The answer should say mu mesons moving fast decay slower than ones sitting still. Do not get intimidated by the physics vocabulary -- "mu meson" is just a thing, "decay" is just a process, and speed is the variable.

Reading along? Open the full official question in LawHub — we show a fragment here and keep the reasoning in our own words.

The question
7.

Which one of the following most logically completes

Answer choices, explained

  1. Opposite (if anything)5% picked this

    take longer to reach Earth than

    The evidence does not support the idea that mu mesons take longer to reach Earth than expected. The problem the stimulus presents is not about travel time — it is about survival time.
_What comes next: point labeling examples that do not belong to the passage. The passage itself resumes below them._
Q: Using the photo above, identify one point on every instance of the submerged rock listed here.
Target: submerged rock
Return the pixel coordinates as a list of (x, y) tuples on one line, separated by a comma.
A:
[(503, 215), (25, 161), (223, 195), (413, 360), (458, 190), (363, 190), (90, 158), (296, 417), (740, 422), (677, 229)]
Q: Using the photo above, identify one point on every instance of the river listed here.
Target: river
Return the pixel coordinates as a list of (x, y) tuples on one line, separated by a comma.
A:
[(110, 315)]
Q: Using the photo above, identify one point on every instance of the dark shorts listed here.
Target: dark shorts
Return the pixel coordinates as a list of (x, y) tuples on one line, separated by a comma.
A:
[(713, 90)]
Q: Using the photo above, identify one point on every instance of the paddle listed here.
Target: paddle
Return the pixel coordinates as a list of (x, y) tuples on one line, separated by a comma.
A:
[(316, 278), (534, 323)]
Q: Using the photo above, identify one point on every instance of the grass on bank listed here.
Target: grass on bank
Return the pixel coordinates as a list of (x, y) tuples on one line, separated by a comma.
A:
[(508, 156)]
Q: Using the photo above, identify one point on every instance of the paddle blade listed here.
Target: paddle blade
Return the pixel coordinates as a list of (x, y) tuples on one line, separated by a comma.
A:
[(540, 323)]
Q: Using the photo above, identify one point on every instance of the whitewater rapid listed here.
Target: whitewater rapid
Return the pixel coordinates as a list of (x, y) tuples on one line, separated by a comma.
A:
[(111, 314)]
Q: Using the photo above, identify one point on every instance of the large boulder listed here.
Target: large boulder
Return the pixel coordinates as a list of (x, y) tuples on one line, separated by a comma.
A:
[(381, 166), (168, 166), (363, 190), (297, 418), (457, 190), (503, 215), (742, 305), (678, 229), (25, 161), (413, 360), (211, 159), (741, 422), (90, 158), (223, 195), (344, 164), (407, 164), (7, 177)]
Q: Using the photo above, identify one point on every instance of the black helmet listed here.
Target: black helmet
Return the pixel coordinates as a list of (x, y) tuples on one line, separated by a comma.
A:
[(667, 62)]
We detect far more atmospheric mu mesons than the lab decay rate predicts, meaning they survive longer than expected, not that they travel slower. If they took longer to reach Earth, we would expect to detect even fewer, not more. This answer moves in the wrong direction.

  2. Out of Scope: difficult7% picked this

    are quite difficult to detect with

    The stimulus is about the number of mu mesons we detect relative to expectations, not about the difficulty of detection. The evidence discusses decay rates, travel speeds, and detection counts. Whether mu mesons are easy or hard to detect with available equipment is a completely separate issue. Even if detection were difficult, that would not explain why we detect more mu mesons than the lab-based predictions indicate — difficulty would suggest fewer detections, not more.
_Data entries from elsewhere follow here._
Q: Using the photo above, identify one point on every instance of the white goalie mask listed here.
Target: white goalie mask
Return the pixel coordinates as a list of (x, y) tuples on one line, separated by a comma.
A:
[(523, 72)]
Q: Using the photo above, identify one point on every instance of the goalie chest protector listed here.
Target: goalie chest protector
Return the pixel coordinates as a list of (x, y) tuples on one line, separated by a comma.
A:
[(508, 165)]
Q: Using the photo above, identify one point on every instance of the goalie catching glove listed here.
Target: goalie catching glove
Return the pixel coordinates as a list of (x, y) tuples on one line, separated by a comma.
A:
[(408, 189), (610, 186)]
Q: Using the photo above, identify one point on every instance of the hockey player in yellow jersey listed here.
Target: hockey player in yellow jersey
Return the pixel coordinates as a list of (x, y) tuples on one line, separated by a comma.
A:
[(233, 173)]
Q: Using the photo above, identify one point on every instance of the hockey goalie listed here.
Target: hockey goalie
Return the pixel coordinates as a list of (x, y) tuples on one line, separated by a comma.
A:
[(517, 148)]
  3. Opposite (if anything)9% picked this

    are much less numerous than previously

    This answer suggests there are fewer atmospheric mu mesons than previously thought. But the puzzle is that we detect far more than predicted by lab-based decay rates. If mu mesons were less numerous, that would make the detection surplus even more surprising — we detect 100 times what decay rates predict, and there are even fewer of them to begin with? That deepens the mystery rather than resolving it. Additionally, the evidence is about decay rates and speed, not about how many mu mesons are generated. The conclusion should address why mu mesons survive longer at high speed.

  4. Correct76% picked this

    decay more slowly than mu mesons almost

    Why this is right

    This is the conclusion the evidence supports. Atmospheric mu mesons travel near the speed of light and are detected in far greater numbers than lab-based decay rates predict. Lab mu mesons are nearly at rest and decay quickly. The only way to reconcile the detection data with the decay data is to conclude that mu mesons moving at high speed decay more slowly than those at rest. The contrapositive confirms this: if atmospheric mu mesons decayed as fast as lab ones, we would detect only 1/100 of the actual number. Since we detect far more, they must not decay as fast. The distinguishing variable between the two groups is speed, so the conclusion links high speed to slower decay.
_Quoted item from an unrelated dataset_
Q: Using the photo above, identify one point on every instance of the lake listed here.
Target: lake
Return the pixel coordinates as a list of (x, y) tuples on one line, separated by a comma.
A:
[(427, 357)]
    Skill tested: Most Supported · how this choice captures the argument's function is the move to repeat next time.

  5. Contradicted2% picked this

    are probably not generated by cosmic

    The very first sentence of the stimulus states that mu mesons are "generated by cosmic rays just outside Earth's atmosphere." Nothing in the subsequent evidence undermines this statement. The information about decay rates and detection counts has no bearing on how mu mesons are generated — it only addresses how quickly they decay at different speeds. This answer contradicts an explicit premise without any supporting evidence.